Essentially, he offered me the same job I had at Lee Technologies but on steroids. I can now go into a service provider and offer consulting services on a pro bono basis to earn trust and vet potential engagements. If those engagements involve equipment, I can specify whatever they like, whether it’s from Schneider Electric or not (although obviously I can eliminate cascading margins by utilizing Schneider Electric technology). And I can also offer a top-of-the line data center infrastructure management product, StruxureWare, which can help them drive efficiencies in their operations. If a client needs help with data center design, build, commissioning, operations or even energy procurement, we’ve got all that, too. The latter comes from our 2011 acquisition of Summit Energy, which provides energy procurement services and sustainability consulting, among other services.

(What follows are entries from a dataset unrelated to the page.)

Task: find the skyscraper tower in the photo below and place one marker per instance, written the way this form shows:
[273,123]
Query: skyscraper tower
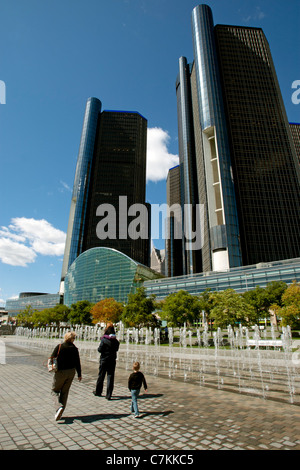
[248,176]
[111,168]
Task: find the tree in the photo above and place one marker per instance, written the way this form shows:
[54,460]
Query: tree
[290,312]
[139,310]
[107,310]
[24,318]
[180,307]
[231,308]
[80,313]
[292,295]
[41,318]
[206,303]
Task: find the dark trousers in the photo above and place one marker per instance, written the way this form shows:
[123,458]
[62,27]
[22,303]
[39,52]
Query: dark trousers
[62,381]
[106,367]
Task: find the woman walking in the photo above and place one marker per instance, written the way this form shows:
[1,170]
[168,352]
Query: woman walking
[68,362]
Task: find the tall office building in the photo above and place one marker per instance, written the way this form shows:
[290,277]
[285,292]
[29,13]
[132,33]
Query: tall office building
[248,176]
[110,178]
[295,130]
[174,253]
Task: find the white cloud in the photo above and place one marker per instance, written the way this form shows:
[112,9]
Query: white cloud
[257,15]
[159,160]
[15,254]
[65,186]
[25,238]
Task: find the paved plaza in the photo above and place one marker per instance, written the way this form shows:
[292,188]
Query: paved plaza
[175,416]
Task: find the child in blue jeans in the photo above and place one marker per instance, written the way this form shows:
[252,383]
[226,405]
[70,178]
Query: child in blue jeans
[135,382]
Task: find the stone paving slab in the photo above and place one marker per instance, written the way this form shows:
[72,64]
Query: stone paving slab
[175,416]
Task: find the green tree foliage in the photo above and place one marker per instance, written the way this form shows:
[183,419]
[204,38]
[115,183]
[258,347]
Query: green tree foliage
[181,307]
[107,310]
[231,308]
[139,311]
[290,312]
[24,318]
[80,313]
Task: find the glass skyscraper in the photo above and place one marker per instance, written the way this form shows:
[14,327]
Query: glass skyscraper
[111,165]
[234,133]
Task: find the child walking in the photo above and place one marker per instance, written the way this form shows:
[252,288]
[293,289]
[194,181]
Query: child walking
[135,382]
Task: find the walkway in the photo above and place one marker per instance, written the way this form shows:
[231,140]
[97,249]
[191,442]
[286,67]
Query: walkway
[175,416]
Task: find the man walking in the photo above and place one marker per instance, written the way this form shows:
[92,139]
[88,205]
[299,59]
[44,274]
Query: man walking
[108,348]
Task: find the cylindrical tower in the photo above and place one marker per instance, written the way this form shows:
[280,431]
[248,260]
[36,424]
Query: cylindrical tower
[222,211]
[81,184]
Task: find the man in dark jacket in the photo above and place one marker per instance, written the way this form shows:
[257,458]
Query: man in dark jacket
[108,348]
[68,361]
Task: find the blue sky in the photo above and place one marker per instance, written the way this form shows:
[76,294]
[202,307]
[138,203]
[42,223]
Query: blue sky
[53,56]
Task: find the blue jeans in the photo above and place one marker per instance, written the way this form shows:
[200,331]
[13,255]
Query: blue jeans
[134,405]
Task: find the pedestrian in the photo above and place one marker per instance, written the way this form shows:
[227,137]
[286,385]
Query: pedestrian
[68,363]
[108,348]
[135,382]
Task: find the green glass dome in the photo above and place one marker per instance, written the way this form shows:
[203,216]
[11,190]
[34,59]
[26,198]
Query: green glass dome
[101,273]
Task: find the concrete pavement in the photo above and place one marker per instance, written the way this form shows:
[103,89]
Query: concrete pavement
[175,416]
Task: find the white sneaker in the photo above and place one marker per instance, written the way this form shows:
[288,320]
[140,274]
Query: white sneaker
[59,413]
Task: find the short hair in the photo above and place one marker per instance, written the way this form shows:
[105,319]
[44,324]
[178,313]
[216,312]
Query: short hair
[70,336]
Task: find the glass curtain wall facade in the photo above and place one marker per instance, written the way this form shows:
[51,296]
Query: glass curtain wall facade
[36,301]
[295,130]
[119,169]
[174,245]
[78,208]
[207,154]
[265,167]
[222,210]
[246,152]
[111,165]
[188,175]
[101,273]
[239,279]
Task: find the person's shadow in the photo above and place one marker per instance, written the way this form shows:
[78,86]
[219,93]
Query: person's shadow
[143,396]
[103,416]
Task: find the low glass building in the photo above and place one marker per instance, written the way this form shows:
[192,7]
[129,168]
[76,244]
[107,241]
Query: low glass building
[36,300]
[239,279]
[101,273]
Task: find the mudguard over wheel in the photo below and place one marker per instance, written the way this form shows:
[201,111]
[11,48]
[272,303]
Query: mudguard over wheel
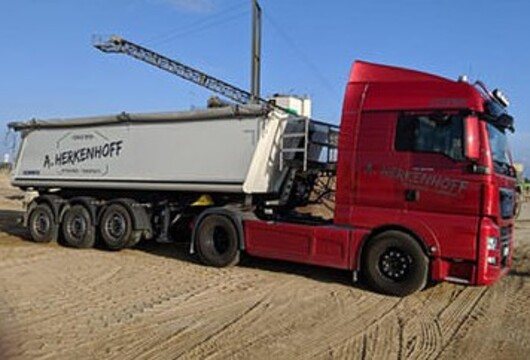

What my job is really all about is helping data center service providers become more efficient. That may manifest itself in different ways, perhaps by driving down costs, getting a new offering to market faster or by getting better at finding new opportunities. The key is I’ve got a $30 billion company behind me to help in that effort, offering whatever a data center provider may need.
Here’s the real kicker. I can now tell customers that we can commit to delivering an all-in total cost of ownership (TCO) number over a period of 5, 7 or 10 years. That essentially takes all the technical risk out of their business plan. No other company can make that kind of commitment because no other company offers all the software, services and equipment it takes to deliver on it.
That’s why I came back to Schneider Electric – to have these kinds of business discussions with service providers and help them deliver the best possible product at the lowest possible price. I look forward to talking with you.